The $64 Question: Lawmakers Supporting Assault Weapons Ban Get 130 Times Less Gun Money

Alec Saslow and Laura Curlin | March 08, 2018

House members who have not shown support for a ban on assault weapons received more than 130 times more campaign money from pro-gun interests during the last election cycle than members who support a ban, according to a new MapLight analysis.

Pro-gun interests contributed an average of $8,671 during the 2016 election cycle to House members who have declined to co-sponsor a new ban on assault weapons.
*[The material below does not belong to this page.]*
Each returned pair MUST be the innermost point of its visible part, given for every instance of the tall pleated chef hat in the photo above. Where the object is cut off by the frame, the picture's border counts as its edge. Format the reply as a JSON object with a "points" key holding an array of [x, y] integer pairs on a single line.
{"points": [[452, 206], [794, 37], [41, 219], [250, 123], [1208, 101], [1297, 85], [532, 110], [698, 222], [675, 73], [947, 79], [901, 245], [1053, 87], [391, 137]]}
Lawmakers supporting a ban received an average of $64 during the same period, according to a review of data compiled by the Center for Responsive Politics.  

The bill, H.R. 5087, would make it a crime to import, sell, manufacture, transfer, or possess a semiautomatic assault weapon. So far, the proposal has failed to gain a single Republican co-sponsor. Of the 172 co-sponsors of the House bill, only Tim Walz, D-Minn, and Ben Ray Lujan, D-N.M., received money from pro-gun interests. Twenty-one House Democrats have so far resisted sponsoring the measure. Six received $2,500 or more from pro-gun interests.

A similar measure in the Senate introduced by Sen. Dianne Feinstein, D-Calif., has also failed to attract any Republican support.

Support for stricter requirements on guns has climbed in the wake of last month’s school shooting at Marjory Stoneman Douglas High School in Parkland, Fla. According to recent polling from Politico, 68 percent of voters support banning assault-style weapons, while 25 percent oppose a ban. Seven percent have no opinion.

Congress passed a ban on assault weapons in 1994, but the ban expired 10 years later.  

Methodology:

MapLight analysis of campaign contributions to House members in the 115th Congress from PACs and employees of the pro-gun industry from Nov. 29, 2014, to Nov. 28, 2016. Contributions data source: OpenSecrets.org.